Can anyone believe that 80 years ago there were charities to send poor Jewish kids to law school and medical school? At the same time “quotas” kept them out of many colleges. Colleges required a picture with your application, that was to determine your color. Why do Asian “minorities” do so well? Could it be that parents have more to do with it than the educational system? Is it the parents that are failing by expecting the educational sstem to “handle it”? Did schools in the 1950’s have police sub stations? There was a very high “drop out” rate in the 50’s, were the schools blamed? Should they have been? The “drop outs” were self selecting not to effect the averages. The educational system seems to take the attitude that they can do everything necessary if they are simply given enough money.

Russ
Russ
8 years ago

“There was a very high ‘drop out’ rate in the 50’s, were the schools blamed?”
Yes, there was a “crisis” in the schools in the 1950s and in every decade since. Books like Educational Wasteland and Why Can’t Johnny Read were published in the 50s.

Dan
Dan
8 years ago

Russ – The actual titles of the books you reference are: “Why Johnny Can’t Read” and “Educational Wastelands.” If you can take the time to italicize, you can take the time to fact check.
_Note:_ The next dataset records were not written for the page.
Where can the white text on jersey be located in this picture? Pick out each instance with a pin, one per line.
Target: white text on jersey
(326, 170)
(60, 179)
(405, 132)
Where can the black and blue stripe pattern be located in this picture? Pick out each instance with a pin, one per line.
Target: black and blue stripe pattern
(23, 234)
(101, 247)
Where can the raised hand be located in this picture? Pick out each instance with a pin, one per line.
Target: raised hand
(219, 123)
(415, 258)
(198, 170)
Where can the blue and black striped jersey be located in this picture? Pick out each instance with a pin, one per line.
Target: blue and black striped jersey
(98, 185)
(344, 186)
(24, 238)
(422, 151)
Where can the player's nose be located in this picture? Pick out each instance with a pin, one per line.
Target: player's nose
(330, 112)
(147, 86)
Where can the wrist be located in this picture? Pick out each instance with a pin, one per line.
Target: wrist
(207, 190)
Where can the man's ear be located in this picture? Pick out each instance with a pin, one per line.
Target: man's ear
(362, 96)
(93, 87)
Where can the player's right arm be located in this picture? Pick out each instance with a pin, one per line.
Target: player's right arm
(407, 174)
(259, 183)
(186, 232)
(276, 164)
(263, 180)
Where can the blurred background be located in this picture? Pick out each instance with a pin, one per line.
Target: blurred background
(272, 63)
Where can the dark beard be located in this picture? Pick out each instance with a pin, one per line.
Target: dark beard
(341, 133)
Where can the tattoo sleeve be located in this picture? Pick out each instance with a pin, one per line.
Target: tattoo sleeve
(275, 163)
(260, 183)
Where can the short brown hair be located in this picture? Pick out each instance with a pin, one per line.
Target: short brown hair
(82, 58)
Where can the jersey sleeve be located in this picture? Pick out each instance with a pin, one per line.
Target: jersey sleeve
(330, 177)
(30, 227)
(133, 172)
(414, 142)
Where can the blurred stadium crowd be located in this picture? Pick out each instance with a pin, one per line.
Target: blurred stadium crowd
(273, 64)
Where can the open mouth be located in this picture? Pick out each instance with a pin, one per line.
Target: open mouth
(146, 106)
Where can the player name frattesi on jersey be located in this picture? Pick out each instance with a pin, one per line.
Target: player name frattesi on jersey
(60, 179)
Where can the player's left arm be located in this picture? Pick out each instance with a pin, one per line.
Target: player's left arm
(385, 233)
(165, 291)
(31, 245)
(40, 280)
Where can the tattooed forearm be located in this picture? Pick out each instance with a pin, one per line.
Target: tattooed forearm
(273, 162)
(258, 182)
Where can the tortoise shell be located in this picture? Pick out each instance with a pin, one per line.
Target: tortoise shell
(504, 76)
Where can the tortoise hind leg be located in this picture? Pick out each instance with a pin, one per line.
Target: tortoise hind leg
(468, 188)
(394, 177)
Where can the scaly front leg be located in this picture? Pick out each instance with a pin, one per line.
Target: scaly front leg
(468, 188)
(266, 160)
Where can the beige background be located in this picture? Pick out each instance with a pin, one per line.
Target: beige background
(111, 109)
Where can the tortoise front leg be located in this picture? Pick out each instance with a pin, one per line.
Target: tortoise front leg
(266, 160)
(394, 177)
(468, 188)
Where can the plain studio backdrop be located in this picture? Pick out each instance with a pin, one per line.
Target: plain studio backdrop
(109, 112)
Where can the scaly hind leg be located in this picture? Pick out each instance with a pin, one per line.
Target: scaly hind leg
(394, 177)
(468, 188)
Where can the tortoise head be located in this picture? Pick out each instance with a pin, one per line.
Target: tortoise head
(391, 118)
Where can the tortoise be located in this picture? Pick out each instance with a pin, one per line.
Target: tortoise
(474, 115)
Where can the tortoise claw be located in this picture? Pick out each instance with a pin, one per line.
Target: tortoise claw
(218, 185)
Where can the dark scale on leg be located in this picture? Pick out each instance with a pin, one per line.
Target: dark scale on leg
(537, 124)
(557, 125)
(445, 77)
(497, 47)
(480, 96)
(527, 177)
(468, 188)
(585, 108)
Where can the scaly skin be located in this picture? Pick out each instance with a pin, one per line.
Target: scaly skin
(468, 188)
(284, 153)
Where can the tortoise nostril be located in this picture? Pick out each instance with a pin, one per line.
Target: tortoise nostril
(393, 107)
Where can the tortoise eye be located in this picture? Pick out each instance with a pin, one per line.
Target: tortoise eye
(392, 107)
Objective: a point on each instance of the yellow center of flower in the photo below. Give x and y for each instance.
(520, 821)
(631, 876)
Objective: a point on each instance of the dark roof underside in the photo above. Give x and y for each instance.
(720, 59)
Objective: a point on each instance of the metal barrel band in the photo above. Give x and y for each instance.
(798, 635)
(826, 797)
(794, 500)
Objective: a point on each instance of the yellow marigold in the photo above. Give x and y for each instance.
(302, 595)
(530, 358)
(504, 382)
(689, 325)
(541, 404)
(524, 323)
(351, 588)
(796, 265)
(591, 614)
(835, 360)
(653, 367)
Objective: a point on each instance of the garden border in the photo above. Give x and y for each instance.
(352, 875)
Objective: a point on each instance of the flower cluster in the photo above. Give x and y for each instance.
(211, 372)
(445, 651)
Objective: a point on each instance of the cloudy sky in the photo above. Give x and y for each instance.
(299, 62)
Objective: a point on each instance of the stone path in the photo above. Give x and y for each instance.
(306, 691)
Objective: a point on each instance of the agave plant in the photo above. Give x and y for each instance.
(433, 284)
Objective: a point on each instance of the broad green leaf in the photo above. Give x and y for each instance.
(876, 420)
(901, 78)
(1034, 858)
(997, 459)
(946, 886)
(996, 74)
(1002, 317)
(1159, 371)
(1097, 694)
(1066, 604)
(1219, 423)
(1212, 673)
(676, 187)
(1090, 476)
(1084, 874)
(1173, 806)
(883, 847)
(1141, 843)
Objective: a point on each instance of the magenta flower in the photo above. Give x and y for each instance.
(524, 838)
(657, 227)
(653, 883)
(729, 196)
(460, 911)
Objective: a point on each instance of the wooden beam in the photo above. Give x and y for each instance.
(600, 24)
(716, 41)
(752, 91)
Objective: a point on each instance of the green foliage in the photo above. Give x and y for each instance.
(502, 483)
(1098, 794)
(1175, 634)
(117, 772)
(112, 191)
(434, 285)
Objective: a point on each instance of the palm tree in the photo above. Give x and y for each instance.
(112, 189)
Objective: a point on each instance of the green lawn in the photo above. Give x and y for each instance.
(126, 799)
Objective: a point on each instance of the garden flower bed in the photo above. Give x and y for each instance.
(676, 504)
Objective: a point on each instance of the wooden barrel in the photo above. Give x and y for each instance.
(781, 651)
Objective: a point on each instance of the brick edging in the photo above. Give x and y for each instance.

The first is an instructional phonics book. The second is a warning about the direction in which public schools were heading at the time. Perhaps people should have listened.

Warrington Faust
Warrington Faust
8 years ago

One difference that has to be noted, we were an “industrial” society in the 50’s. A kid could drop out of school and find a job that would support him.
Now, our cities have millions of “drop outs” who will never find work.

Dan
Dan
8 years ago

Warrington – They might as well just teach how to get on SSDI in places like Rhode Island and Washington, DC. If they’re not working, the money is coming from somewhere – that means government assistance.